Además de las playas, el destino ofrece paseos en lancha, deportes acuáticos, recorridos por la bahía y opciones de vida nocturna. La infraestructura permite moverse con facilidad entre distintas zonas, lo que facilita aprovechar el tiempo sin traslados largos dentro del puerto.

¿Cómo llegar fácil desde CDMX?

El acceso terrestre es uno de los principales factores que posicionan a Acapulco como la playa más cercana a la capital. La ruta más utilizada conecta la Ciudad de México con Cuernavaca y, posteriormente, con la Autopista del Sol, que conduce directamente al puerto.
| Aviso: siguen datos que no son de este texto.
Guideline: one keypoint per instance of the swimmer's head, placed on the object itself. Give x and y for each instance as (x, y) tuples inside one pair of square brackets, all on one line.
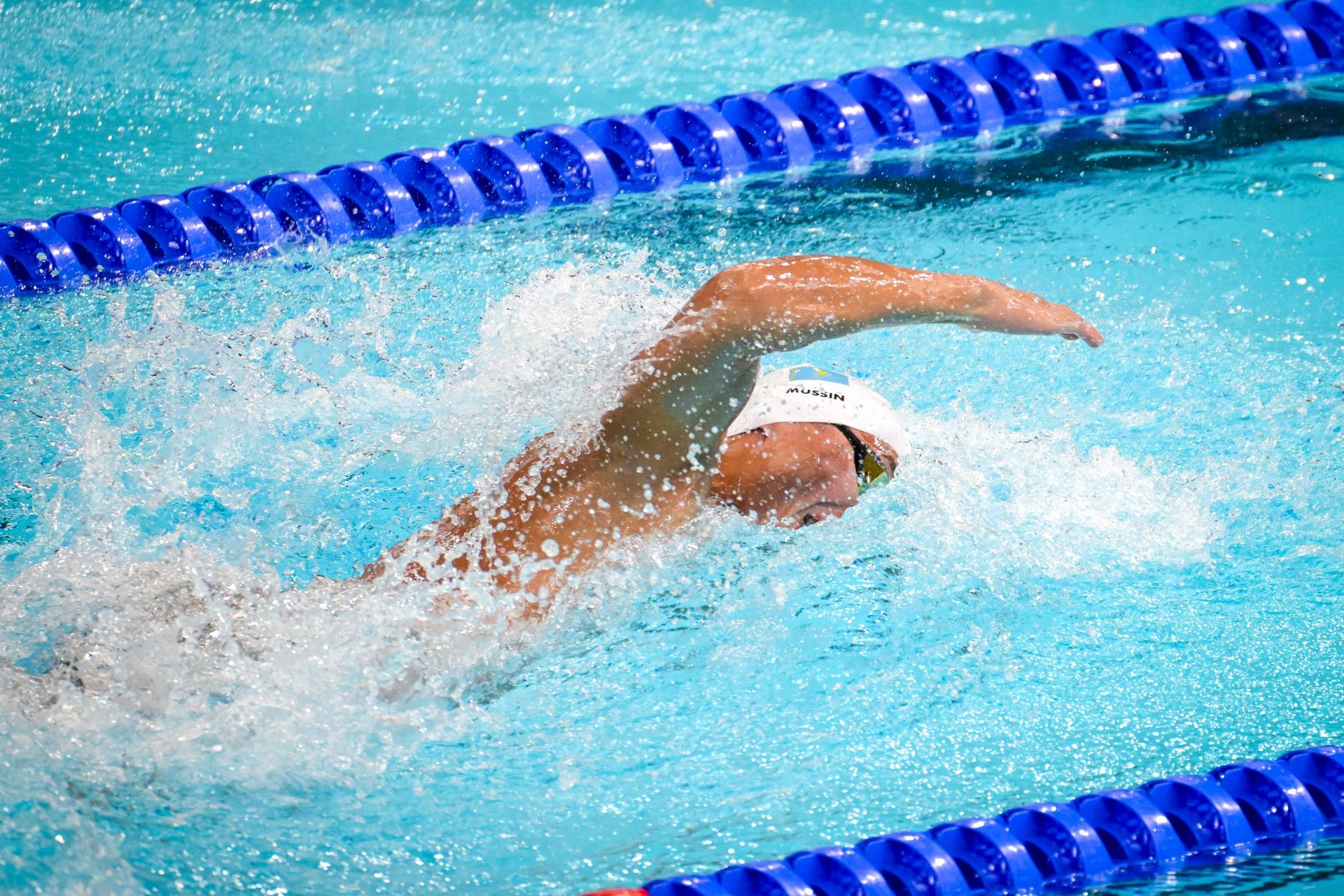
[(806, 445)]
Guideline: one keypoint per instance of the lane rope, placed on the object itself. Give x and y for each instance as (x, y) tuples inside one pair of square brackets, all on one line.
[(1236, 811), (672, 144)]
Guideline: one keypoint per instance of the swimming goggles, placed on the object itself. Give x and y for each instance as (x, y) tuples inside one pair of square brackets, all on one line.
[(866, 464)]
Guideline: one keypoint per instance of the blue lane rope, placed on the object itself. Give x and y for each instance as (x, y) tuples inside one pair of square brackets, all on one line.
[(672, 144), (1121, 834)]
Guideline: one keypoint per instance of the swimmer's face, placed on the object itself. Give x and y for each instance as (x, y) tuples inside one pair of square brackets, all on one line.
[(793, 475)]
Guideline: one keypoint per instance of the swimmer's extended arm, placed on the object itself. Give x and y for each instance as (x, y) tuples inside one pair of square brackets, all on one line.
[(694, 382)]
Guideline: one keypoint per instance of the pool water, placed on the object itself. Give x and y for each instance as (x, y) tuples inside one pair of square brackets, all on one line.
[(1097, 567)]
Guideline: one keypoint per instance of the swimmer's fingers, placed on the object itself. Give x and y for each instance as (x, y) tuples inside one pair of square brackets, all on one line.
[(1086, 332)]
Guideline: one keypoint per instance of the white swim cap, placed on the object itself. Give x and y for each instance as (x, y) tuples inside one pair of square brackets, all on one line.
[(806, 394)]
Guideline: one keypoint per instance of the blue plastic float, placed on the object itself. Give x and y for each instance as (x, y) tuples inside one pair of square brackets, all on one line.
[(1054, 848), (672, 144)]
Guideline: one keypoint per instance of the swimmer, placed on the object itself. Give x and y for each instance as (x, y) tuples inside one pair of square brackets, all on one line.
[(699, 426)]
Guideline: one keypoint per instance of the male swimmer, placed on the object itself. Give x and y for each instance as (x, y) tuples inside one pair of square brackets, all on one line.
[(698, 425)]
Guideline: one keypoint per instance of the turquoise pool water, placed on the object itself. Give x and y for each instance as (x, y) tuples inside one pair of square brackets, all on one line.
[(1096, 568)]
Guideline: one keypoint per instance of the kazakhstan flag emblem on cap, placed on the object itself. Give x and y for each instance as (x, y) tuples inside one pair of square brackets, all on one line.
[(808, 372)]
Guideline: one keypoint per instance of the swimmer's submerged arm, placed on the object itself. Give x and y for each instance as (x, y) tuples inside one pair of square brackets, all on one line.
[(695, 381)]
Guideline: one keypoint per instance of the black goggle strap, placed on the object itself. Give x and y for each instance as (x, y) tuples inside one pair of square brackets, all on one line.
[(866, 464)]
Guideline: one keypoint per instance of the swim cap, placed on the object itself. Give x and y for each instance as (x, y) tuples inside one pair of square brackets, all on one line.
[(806, 394)]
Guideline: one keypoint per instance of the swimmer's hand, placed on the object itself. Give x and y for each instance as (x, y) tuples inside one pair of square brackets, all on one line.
[(1003, 309)]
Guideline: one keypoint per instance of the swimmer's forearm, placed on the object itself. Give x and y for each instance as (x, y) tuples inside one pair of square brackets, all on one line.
[(792, 302)]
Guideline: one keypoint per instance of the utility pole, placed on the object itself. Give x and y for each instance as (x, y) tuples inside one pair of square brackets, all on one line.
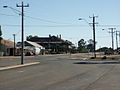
[(112, 31), (93, 24), (119, 38), (116, 40), (22, 14), (14, 45)]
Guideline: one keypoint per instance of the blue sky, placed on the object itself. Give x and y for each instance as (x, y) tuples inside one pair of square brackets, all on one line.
[(61, 17)]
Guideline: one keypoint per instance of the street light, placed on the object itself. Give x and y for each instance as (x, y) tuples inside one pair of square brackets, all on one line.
[(93, 31), (22, 14)]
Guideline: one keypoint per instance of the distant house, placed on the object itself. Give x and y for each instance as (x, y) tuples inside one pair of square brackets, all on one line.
[(6, 48), (52, 43), (30, 47)]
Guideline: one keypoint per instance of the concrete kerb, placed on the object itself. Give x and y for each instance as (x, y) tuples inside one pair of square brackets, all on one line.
[(17, 66)]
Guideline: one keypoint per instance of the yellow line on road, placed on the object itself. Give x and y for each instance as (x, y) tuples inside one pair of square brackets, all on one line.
[(16, 66)]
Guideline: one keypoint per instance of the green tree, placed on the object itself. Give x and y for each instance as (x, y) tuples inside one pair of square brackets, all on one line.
[(0, 34), (90, 45), (82, 46)]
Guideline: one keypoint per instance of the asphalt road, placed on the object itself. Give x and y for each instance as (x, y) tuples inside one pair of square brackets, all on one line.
[(59, 72)]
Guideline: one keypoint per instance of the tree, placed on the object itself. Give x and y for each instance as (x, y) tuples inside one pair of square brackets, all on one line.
[(82, 45), (90, 45), (0, 34), (0, 38)]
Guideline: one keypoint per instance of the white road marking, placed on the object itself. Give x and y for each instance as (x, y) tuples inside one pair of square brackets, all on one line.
[(16, 66)]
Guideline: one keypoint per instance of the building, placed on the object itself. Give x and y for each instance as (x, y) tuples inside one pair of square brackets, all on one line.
[(30, 48), (53, 44), (6, 48)]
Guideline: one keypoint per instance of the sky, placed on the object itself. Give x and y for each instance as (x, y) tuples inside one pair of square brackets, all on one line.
[(55, 17)]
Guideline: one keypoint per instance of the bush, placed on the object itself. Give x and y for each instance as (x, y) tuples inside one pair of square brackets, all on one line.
[(104, 57)]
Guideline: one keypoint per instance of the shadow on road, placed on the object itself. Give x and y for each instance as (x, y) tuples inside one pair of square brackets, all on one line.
[(98, 62)]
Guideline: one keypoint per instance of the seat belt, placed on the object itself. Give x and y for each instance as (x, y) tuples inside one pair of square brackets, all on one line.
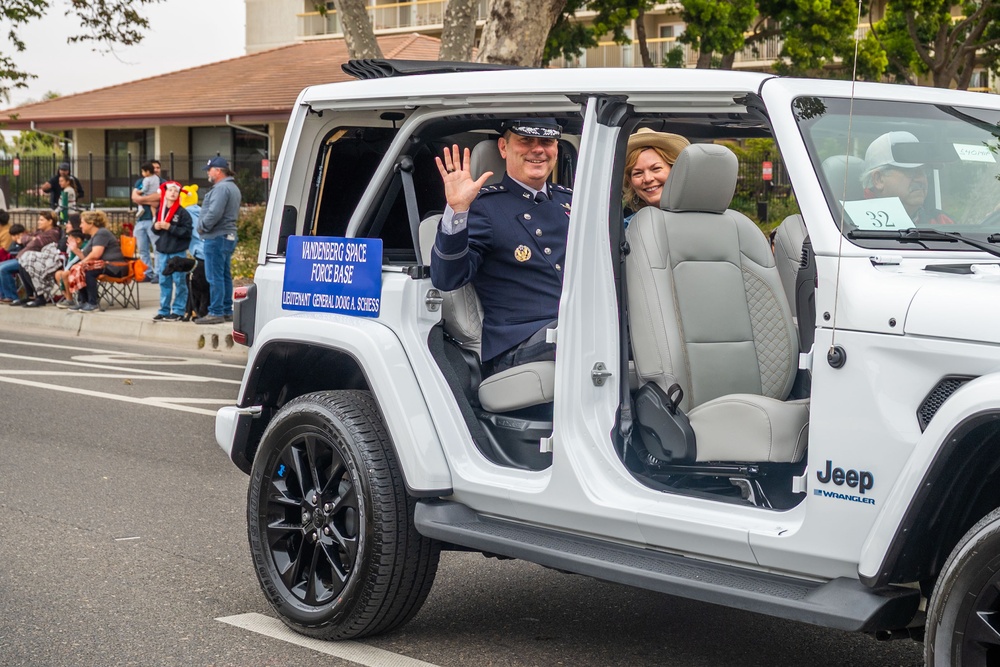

De acuerdo con la Secretaría de Infraestructura, Comunicaciones y Transportes (SICT), este corredor es uno de los más importantes del país por su volumen de tránsito, especialmente en temporadas vacacionales. El tiempo estimado de traslado oscila entre 4 y 5 horas en condiciones normales, aunque durante Semana Santa puede incrementarse debido a la alta afluencia vehicular.

El costo en casetas ronda los 857 pesos por trayecto, según datos de Caminos y Puentes Federales (CAPUFE). Este gasto, sumado al combustible, forma parte de la planeación básica para quienes viajan en automóvil.

En transporte público, diversas líneas de autobuses operan rutas directas desde terminales como Taxqueña, con salidas frecuentes a lo largo del día. Los tiempos de traslado son similares a los del automóvil, dependiendo del servicio seleccionado. También existe la opción aérea, aunque por distancia y costo, el traslado por carretera sigue siendo el más utilizado.

La cercanía y conectividad hacen de Acapulco una opción práctica/Foto: Sectur.

La cercanía de Acapulco no es sólo geográfica, sino operativa. Permite planear un viaje sin complicaciones logísticas, con múltiples horarios, rutas claras y un destino preparado para recibir visitantes en gran volumen. En Semana Santa, esa combinación se traduce en una decisión práctica: menos tiempo en carretera y más tiempo en la playa.